Sunday, 1 October 2017


Mining company Santos has plans for a massive coal seam gas mining operation near Narrabri in the north-west of NSW.  In its Environmental Impact Statement (EIS) which was put on public exhibition earlier this year, Santos outlined its proposal for 850 gas wells on agricultural land and in the Pilliga Forest (which is crown land).  Almost 23,000 submissions were received by the NSW Department of Planning on the EIS, the largest response ever to a planning proposal in NSW.  Apparently around 18,000 of these were opposed to the development.

 The NSW Government is yet to make a decision on whether the project will go ahead.

The Clarence Valley Conservation Coalition (CVCC)  made a submission opposing the proposal. Part of this submission was published in a recent post   . The rest of the CVCC submission is published below.

Climate Change Effects

a) CSG and unconventional gas projects that have been developed in Australia and elsewhere are not greenhouse-friendly (or even more greenhouse friendly than coal) as the industry and many politicians claim. This project will be the same.  Methane is a much more potent greenhouse gas than carbon dioxide. 

b) While the burning of it for energy creation produces carbon dioxide just as happens with coal, there is a major issue with fugitive emissions from leaking wells and venting of the gas from pipelines.  Proponents of the industry conveniently choose to ignore this when promoting it as a better energy source than coal. The Queensland experience has shown that problems of leakage in an operational gasfield are quite common.

c) Moreover, once the industry has extracted all the gas that it economically can and has capped its wells, there will be a continued leakage of methane as the well-capping fails over time.

d) Furthermore the claim that gas will serve as a relatively long-term transition to renewables is looking increasingly unlikely given the rapid development of renewables and large-scale battery technology – technologies which are much more appropriate in a carbon-constrained world. So there are questions about the long-term financial viability of this project.  Is it likely to become a stranded asset?

Effect on Dark Sky and the Siding Springs Observatory

a) Santos’ activities are already affecting the Siding Springs Observatory near Coonabarabran. This observatory in the newly established Dark Sky Park hosts the largest optical telescopes from national and  international universities and research entities.  The site contains more than 50 telescopes used by a variety of institutions.  And there are plans for further telescopes – as long as the sky remains dark.

b) From 2013 light emissions from Santos’ gasfield exploration have increased to the point where the Bibblewindi large flare creates  more light pollution than the entire nearby town of Coonabarabran which has over 3,500 residents.

c) Santos plans to triple the number of pilot flares and double the number of large flares including constructing 50 metre high flare stacks with an average 30 metre high flame above it.  There is no mention that they will enclose the flares and thus limit the light pollution.

d) This is a very important research facility as well as an important tourist attraction to the region.  Its viability should not be compromised by Santos’ project.

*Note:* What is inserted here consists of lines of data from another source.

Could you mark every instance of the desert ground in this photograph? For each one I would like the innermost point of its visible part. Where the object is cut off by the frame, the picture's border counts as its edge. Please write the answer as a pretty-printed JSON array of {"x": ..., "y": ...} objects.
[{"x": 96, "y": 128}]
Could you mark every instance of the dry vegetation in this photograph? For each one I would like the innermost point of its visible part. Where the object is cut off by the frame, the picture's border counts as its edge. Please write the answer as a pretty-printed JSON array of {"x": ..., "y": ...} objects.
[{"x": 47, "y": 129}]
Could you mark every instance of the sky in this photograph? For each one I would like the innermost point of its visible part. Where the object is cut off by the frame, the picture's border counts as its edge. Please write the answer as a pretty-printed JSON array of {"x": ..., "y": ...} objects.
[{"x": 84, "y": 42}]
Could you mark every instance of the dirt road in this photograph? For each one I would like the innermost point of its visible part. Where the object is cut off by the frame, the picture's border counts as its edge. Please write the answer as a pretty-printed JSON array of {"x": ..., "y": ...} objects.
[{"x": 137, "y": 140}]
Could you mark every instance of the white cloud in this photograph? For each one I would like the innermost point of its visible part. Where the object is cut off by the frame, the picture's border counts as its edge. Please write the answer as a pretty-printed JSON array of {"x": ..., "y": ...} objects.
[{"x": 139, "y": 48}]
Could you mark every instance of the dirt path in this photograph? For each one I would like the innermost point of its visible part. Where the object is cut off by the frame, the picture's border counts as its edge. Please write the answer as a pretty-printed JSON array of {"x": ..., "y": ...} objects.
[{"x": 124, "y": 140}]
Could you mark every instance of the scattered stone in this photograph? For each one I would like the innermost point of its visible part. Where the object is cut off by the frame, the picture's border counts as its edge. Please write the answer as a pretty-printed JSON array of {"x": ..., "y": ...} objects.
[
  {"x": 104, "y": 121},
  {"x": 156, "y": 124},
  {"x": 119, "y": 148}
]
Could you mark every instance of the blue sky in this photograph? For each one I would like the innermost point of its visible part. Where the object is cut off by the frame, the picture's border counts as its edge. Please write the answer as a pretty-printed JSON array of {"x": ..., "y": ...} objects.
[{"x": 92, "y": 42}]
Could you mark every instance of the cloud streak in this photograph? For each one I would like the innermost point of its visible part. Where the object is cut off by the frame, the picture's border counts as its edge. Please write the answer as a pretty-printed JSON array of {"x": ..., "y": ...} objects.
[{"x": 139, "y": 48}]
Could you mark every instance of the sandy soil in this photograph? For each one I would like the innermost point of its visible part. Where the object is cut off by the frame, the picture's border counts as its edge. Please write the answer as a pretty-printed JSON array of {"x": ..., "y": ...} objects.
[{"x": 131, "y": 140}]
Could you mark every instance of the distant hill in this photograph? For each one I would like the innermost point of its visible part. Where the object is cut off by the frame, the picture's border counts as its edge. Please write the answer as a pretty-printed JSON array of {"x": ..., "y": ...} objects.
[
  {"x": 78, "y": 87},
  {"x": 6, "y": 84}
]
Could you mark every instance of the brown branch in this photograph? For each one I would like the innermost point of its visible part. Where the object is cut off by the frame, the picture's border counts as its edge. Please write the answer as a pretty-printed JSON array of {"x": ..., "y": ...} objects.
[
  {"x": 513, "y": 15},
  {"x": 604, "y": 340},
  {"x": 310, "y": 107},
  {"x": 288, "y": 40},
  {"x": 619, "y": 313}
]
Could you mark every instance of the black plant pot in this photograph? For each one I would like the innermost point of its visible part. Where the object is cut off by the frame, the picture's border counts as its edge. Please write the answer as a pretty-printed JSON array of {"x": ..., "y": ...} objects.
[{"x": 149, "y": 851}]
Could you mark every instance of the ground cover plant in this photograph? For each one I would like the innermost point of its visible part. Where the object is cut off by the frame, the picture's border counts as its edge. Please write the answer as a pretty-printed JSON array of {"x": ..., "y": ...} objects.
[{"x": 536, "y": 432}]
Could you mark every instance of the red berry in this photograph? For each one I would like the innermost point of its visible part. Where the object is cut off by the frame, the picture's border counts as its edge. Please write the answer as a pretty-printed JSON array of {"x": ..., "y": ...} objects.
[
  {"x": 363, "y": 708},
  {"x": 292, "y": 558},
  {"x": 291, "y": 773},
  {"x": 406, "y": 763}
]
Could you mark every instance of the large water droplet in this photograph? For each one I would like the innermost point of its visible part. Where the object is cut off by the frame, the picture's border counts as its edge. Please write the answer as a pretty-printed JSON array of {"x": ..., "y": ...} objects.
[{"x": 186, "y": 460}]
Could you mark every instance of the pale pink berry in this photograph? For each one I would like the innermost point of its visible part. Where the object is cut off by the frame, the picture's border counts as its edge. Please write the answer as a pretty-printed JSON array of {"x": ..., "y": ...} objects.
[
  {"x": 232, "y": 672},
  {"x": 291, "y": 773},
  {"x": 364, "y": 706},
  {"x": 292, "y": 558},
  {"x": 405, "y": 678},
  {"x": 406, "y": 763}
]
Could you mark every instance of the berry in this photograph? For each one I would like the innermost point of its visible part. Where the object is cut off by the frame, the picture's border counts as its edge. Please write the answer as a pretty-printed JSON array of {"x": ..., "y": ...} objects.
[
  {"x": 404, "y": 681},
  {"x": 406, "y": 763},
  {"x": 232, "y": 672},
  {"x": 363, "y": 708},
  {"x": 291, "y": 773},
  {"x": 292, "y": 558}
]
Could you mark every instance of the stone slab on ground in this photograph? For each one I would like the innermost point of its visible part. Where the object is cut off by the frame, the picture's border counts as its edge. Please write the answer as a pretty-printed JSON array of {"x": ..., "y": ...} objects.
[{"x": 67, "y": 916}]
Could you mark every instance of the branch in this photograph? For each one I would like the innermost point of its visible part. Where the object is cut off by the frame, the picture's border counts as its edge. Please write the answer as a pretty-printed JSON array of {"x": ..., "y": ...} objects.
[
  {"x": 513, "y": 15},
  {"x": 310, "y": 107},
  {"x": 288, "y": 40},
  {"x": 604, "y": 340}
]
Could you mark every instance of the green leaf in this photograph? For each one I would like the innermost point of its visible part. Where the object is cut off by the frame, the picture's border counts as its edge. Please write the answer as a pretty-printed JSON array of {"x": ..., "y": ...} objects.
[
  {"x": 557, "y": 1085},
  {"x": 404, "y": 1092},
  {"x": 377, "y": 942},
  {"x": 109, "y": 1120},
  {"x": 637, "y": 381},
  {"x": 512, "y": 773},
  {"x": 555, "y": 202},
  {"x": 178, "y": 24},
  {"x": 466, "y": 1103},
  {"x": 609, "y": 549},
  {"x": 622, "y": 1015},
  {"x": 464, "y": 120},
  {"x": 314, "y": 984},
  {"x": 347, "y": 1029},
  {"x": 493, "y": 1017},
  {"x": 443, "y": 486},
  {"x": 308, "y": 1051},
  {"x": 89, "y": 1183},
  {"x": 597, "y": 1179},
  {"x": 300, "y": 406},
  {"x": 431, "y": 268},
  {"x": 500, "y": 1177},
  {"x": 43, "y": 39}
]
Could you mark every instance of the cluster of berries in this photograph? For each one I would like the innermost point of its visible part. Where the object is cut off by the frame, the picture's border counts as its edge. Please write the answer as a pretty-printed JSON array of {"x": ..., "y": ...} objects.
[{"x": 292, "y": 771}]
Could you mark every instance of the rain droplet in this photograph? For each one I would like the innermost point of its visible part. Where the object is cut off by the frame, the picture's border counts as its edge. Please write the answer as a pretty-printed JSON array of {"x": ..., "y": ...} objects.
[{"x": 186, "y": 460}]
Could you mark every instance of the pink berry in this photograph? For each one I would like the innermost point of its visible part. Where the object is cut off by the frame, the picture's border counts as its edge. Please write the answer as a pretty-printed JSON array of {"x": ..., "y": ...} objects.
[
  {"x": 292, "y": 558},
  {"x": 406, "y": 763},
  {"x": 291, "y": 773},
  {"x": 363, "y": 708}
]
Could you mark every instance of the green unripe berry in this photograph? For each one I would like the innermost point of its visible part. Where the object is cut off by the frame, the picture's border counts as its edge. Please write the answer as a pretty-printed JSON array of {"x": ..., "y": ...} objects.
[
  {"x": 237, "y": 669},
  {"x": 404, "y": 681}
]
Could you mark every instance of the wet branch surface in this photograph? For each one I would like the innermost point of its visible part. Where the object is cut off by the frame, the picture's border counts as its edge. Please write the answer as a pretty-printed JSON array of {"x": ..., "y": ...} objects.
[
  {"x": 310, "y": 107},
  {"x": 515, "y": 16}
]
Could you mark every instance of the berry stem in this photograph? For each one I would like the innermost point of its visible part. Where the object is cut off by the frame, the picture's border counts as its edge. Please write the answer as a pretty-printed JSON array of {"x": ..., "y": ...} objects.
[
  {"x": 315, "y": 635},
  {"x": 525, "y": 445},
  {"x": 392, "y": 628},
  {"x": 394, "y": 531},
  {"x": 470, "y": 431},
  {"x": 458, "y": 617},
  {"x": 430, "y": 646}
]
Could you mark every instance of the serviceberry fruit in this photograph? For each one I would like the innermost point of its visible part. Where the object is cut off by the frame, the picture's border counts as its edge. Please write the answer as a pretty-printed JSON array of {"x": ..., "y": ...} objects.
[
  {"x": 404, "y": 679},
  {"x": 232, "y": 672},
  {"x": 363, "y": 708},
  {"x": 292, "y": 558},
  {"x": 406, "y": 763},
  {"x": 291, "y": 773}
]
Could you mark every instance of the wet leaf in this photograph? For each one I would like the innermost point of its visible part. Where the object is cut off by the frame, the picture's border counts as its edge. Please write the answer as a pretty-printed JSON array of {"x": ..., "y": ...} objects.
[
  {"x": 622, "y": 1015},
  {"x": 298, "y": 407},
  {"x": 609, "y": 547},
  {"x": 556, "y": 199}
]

 Inadequacy of Santos’ EIS

The size of this very large EIS is no indication of its adequacy. There are far too many unknowns.  For example there are no maps showing where the 850 wells and all the other infrastructure will be situated.  The NSW Government should insist that Santos provide this information and that it should be on  exhibition for public comment before the project is assessed by government.

 The Project as a Solution to the “Gas Crisis” in Australia

Any suggestion that developing this massive project will solve the so-called gas shortage crisis is arrant nonsense. There is plenty of gas being mined in this country but the trouble is that practically all production is being exported. This means the domestic market is threatened by shortages. This has happened because successive governments have failed (except for Western Australia) to secure domestic supply with some form of reservation policy as happens in other parts of the world (including the USA). In addition there have been suggestions that the some gas companies are holding back production in some operational fields. This presumably would have an impact on domestic supplies. Quite obviously there is an appalling lack of transparency in the national gas market – something which should be fixed by government.


The CVCC understands that there is widespread opposition to this development throughout the region.  It is obvious that it does not have a social licence to move from its destructive exploration stage to an even more destructive production stage.  The benefits claimed by the industry and others – largely referring to job numbers and an economic boost to the area – are outweighed by far by the long-term damage that this industry will do over a wide area of the north-west – to the natural environment, to climate,  to agriculture, to water supplies, to clean air, and to community health.  Furthermore, if Santos is permitted to go ahead, the impacts of its gas-mining will remain with the region long after it has made its pile and left.

The Clarence Valley Conservation Coalition believes that this project should be rejected.